Un poussin se réveille dans le nid avec une grande envie de chanter. Il sait seulement faire « piou », mais il veut chanter avec quelqu'un, alors il sort dans le pré chercher de la compagnie. En chemin, il croise des voix énormes qui le surprennent : la vache, le cochon et le cheval. Chaque rencontre est un aller-retour de sons, un jeu où l'on écoute, où l'on imite et où l'on se répond.
🧠 Que vont apprendre les enfants ?
- La communication en aller-retour : quand je fais un son, quelqu'un me répond, et c'est cette réponse qui transforme ma voix en conversation
- Que sa propre voix vaut telle qu'elle sonne aujourd'hui : le poussin ne change pas son « piou » pour un son plus grand ; il essaie tout pour jouer et revient ravi au sien
- Les premiers « mots » partagés — les cris des animaux — qui, à cet âge, sont parmi les plus faciles et les plus joyeux à dire pour tous les enfants, quelle que soit leur langue
- Que ce qui est énorme peut être drôle et non effrayant : une voix géante arrive avec un visage gentil et se termine en rire, pas en frayeur
- La réciprocité espiègle : les grands essaient aussi le « piou » et il leur sort énorme et maladroit, et le rire, les deux le partagent, jamais l'un ne se moque de l'autre
- Que la plus petite voix a sa place : au moment du pré, le « piou » entre et les autres l'accueillent, sans que personne n'ait à chanter plus fort que les autres
🤝 Comment continuer cette conversation ?
- À cet âge, la meilleure « conversation » est de continuer à jouer avec la voix. Un jeu sans matériel, de deux ou trois minutes, pour après la lecture : « Qui fait… ? » à la maison. Premier tour, l'adulte demande : « Qui fait meuh ? ». L'enfant peut répondre comme il veut — en disant « la vache », en montrant la page ou en faisant le son — ; les trois réponses se valent et se fêtent de la même façon.

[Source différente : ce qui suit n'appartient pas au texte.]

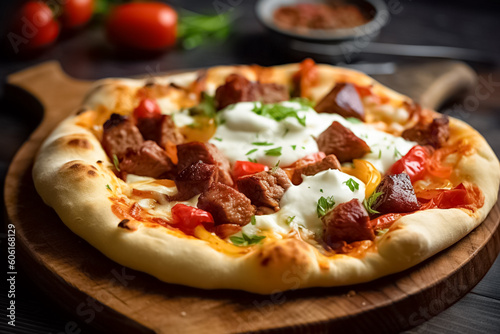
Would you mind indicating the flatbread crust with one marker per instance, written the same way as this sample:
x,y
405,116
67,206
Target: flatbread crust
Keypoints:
x,y
71,172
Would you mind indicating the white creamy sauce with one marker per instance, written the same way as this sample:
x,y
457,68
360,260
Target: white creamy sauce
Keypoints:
x,y
300,202
245,135
287,140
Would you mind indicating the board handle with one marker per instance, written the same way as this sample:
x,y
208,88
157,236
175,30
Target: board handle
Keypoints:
x,y
55,90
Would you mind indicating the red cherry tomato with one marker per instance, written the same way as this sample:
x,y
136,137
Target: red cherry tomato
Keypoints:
x,y
147,108
413,163
186,217
144,26
34,27
242,168
76,13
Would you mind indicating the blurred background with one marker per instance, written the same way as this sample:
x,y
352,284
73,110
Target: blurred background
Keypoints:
x,y
94,39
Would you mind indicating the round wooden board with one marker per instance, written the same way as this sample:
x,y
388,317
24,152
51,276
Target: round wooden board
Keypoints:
x,y
74,273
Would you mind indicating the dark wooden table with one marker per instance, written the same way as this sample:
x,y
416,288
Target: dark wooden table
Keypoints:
x,y
466,24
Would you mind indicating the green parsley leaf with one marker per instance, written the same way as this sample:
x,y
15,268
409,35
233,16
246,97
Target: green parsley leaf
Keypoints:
x,y
262,143
195,29
246,240
278,112
274,152
324,205
116,162
353,185
368,203
354,120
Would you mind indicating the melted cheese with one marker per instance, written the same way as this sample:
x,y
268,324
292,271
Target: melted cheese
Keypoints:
x,y
300,202
238,137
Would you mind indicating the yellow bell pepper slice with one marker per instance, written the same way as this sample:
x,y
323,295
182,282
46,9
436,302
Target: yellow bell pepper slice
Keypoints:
x,y
366,172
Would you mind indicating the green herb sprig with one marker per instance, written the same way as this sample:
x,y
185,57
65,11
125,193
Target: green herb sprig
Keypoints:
x,y
368,203
353,185
324,205
246,240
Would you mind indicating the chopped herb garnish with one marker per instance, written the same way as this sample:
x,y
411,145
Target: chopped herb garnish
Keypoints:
x,y
381,232
353,185
274,152
246,240
116,162
278,112
368,203
262,143
353,120
324,205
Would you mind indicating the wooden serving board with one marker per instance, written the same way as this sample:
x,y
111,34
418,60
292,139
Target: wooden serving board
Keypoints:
x,y
121,300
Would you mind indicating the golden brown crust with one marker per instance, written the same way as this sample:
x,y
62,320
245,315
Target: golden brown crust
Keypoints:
x,y
73,175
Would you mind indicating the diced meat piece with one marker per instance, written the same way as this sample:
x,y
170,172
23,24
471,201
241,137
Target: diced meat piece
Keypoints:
x,y
225,230
435,133
237,88
328,162
227,205
398,195
160,129
195,179
344,100
119,134
347,222
169,132
264,188
148,160
193,152
342,142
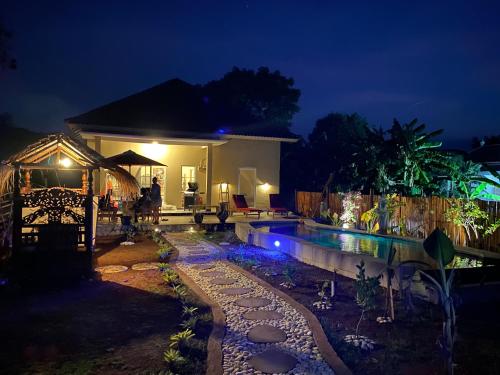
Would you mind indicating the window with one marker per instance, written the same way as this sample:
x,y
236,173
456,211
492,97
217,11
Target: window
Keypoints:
x,y
187,175
145,177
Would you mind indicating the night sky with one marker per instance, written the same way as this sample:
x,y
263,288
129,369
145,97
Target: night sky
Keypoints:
x,y
438,61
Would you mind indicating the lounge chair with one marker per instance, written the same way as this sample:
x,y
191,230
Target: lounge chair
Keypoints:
x,y
241,205
276,206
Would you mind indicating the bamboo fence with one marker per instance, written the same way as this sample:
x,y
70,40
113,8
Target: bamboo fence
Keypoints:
x,y
420,216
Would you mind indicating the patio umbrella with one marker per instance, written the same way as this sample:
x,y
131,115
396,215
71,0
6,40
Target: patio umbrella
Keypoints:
x,y
131,158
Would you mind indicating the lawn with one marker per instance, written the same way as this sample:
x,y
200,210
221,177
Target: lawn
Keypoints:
x,y
114,324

- Deuxième tour, et c'est là le vrai jeu : on change de rôle. C'est maintenant l'enfant qui fait un son — n'importe lequel, même inventé — et l'adulte le devine ou le répète en l'exagérant, comme le cheval renvoyait le « piou » au poussin. Ainsi l'enfant découvre avec son corps que sa voix provoque une réponse. On prolonge le jeu dans la maison ou dans la rue en suivant ce qu'il regarde (« qui fait ouaf ? », « qui fait vroum ? ») et on s'arrête quand il se lasse, pas quand c'est « fini ».

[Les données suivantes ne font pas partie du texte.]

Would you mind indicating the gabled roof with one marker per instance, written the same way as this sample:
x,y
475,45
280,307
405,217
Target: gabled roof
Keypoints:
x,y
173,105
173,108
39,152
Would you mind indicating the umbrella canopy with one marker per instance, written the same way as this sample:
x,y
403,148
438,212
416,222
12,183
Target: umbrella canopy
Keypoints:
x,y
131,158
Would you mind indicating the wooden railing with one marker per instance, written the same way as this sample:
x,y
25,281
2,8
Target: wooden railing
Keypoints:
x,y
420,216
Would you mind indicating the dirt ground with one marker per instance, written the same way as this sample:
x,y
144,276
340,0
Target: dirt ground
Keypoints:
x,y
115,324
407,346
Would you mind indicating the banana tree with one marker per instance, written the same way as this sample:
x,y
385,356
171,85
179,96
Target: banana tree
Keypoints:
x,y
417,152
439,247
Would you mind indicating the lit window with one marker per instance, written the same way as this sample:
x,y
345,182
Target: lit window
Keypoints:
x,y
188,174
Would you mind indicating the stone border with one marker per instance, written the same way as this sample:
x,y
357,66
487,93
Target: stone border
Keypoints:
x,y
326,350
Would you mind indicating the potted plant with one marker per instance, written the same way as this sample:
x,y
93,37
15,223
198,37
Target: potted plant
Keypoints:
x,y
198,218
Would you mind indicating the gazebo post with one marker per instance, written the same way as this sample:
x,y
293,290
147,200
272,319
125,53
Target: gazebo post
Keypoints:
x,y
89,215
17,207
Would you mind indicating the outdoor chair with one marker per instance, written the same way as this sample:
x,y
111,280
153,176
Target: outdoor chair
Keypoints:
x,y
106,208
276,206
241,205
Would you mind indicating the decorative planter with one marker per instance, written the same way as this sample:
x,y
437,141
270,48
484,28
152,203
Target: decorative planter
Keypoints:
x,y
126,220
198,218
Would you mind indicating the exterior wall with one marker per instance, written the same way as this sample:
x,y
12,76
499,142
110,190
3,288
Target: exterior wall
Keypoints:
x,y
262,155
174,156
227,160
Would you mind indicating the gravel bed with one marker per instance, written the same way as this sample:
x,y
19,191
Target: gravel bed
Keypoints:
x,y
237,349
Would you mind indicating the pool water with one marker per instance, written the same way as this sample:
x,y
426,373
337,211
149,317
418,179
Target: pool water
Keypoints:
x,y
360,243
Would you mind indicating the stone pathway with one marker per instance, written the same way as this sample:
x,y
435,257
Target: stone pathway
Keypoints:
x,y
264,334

- « Quels sons rythment votre journée ? Lesquels font les enfants quand ils jouent, quand ils demandent quelque chose ou quand ils protestent, et lesquels inventez-vous ensemble ? » Cela aide à regarder la façon de sonner de chaque enfant comme le « piou » du poussin : une communication entière, pas une parole à moitié.
- « Quand un enfant vous dit quelque chose à sa manière — un son, un geste, un mot commencé —, comment sent-il que vous l'avez entendu ? Que faites-vous avec le visage, avec le corps ou avec la voix pour le lui renvoyer ? »
- « Quel petit « piou » tout bas font les enfants quand ils sont déjà calmes, juste avant de dormir ? Comment sonne, chez vous, l'au revoir de la journée ? »
🎯 Approche éducative
Cette histoire n'explique aucune leçon : elle la fait arriver. À chaque page, quelqu'un répond au son du poussin, et cette expérience — je fais du bruit, on me répond, j'existe pour l'autre — est exactement la façon dont les enfants de deux et trois ans apprennent à communiquer. Le héros ne répare ni n'améliore sa voix : la sienne, petite et bien à lui, trouve sa place parmi les grandes. En le lisant à voix haute et en faisant les sons ensemble, le moment même de la lecture devient cet aller-retour : l'adulte demande, l'enfant sonne, l'adulte se réjouit qu'il ait sonné. L'histoire monte dans le jeu jusqu'au pré et redescend doucement jusqu'au nid, pour que le dernier son de la journée soit le plus bas.